In the following fixed-effects model, $EI$ is a dummy variable indicating an economic integration agreement in place between $i$ and $j$. $A$ is used to index the specific agreement an $i, j$ pair belongs to. $Y_{i,j}$ represents the volume of exports. Assume $A$ = {1,2,3}, meaning there are 3 different agreements in the sample. The goal is to obtain an average partial effect for each agreement in the sample ($\beta_{1, A}$).
$\begin{aligned} Y_{i j, t}= & \exp \left(\eta_{i, t}+\psi_{j, t}+\gamma_{{i j}}+\sum_A \beta_{1, A} E I_{i j, t}\right) \\ & +\varepsilon_{i j, t}\end{aligned}$
Fleshed out, the regression is as follows:
$\begin{aligned} Y_{i j, t}= & \exp \left(\eta_{i, t}+\psi_{j, t}+\gamma_{{i j}}+ \beta_{1, 1} E I_{i j, t}+ \beta_{1, 2} E I_{i j, t}+ \beta_{1, 3} E I_{i j, t}\right) \\ & +\varepsilon_{i j, t}\end{aligned}$
I am unsure how to obtain the specific partial effects. My initial thought was to run the regression for each $A$, but that does not appear to fit the above regression model -- furthermore, these regressions are not informative if $EI$ is time in-varying for a given $i, j$ pair. I was curious if using an interaction between $A$ and $EI$ would be useful, but I believe this is equivalent to running the regression for each individual $A$ and reporting the resulting coefficients.
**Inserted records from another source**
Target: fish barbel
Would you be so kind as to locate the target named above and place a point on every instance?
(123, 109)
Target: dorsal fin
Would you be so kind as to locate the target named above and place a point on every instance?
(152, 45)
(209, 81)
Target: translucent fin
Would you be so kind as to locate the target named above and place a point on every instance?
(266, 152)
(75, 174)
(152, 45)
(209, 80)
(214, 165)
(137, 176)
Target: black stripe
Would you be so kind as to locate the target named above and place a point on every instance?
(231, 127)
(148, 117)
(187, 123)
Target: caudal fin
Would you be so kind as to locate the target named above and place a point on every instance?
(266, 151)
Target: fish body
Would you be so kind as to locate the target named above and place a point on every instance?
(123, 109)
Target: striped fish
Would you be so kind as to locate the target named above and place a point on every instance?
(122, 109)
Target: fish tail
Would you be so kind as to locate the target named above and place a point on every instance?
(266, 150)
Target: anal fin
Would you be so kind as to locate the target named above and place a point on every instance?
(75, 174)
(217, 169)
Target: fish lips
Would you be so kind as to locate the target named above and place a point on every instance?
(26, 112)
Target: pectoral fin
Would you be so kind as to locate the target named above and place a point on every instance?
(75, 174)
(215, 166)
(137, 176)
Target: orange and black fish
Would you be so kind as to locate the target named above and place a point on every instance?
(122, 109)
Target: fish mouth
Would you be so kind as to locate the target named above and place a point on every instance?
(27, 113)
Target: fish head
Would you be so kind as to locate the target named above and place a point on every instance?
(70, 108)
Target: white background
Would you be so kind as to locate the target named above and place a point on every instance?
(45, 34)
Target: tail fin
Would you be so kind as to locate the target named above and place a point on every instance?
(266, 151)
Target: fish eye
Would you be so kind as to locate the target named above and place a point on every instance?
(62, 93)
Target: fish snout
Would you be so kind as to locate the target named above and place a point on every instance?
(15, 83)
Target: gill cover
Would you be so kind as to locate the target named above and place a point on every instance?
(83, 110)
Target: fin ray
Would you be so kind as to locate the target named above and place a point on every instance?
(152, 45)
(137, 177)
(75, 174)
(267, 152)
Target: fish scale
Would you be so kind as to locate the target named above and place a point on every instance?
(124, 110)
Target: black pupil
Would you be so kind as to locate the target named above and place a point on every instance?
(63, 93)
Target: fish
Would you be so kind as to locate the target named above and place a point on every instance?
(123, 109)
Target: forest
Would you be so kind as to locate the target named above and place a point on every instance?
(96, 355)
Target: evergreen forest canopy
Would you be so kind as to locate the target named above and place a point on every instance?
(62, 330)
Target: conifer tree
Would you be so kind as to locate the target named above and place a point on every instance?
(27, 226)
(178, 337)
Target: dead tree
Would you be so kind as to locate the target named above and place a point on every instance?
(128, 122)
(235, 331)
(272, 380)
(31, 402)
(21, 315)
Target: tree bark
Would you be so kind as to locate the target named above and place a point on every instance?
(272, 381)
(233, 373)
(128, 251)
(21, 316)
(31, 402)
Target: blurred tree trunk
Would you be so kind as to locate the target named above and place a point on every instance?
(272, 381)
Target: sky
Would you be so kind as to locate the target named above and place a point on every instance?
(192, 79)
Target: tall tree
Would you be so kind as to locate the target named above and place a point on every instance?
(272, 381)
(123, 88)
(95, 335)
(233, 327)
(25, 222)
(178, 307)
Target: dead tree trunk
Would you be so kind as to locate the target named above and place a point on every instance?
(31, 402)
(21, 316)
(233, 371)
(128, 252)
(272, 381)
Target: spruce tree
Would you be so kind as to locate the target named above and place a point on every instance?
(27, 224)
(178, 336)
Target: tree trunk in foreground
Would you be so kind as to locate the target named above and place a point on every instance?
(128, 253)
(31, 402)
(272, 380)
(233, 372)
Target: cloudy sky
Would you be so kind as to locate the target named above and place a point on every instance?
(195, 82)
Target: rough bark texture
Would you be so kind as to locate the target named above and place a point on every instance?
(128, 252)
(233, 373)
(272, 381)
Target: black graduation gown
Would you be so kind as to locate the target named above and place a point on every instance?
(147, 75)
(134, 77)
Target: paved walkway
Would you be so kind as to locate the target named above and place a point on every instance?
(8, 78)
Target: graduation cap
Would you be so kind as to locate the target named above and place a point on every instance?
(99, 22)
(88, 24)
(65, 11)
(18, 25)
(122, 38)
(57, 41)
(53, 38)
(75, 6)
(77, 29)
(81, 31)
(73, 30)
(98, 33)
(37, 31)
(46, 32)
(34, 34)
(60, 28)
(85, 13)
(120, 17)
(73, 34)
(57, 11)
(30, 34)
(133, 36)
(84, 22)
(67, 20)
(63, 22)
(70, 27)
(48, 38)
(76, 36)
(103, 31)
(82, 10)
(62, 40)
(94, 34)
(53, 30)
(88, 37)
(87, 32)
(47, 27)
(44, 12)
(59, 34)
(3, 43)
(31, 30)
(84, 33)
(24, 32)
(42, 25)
My other thought is creating a dummy variable for each agreement in $A$. But even then, it is not clear how to proceed with this regression, since this would also require some interaction between the new dummy variable and $EI$.
It is not clear to me how separate $\beta_{1, A}$'s are achieved without some form of interaction of use of $A$ on the explanatory variable $EI$.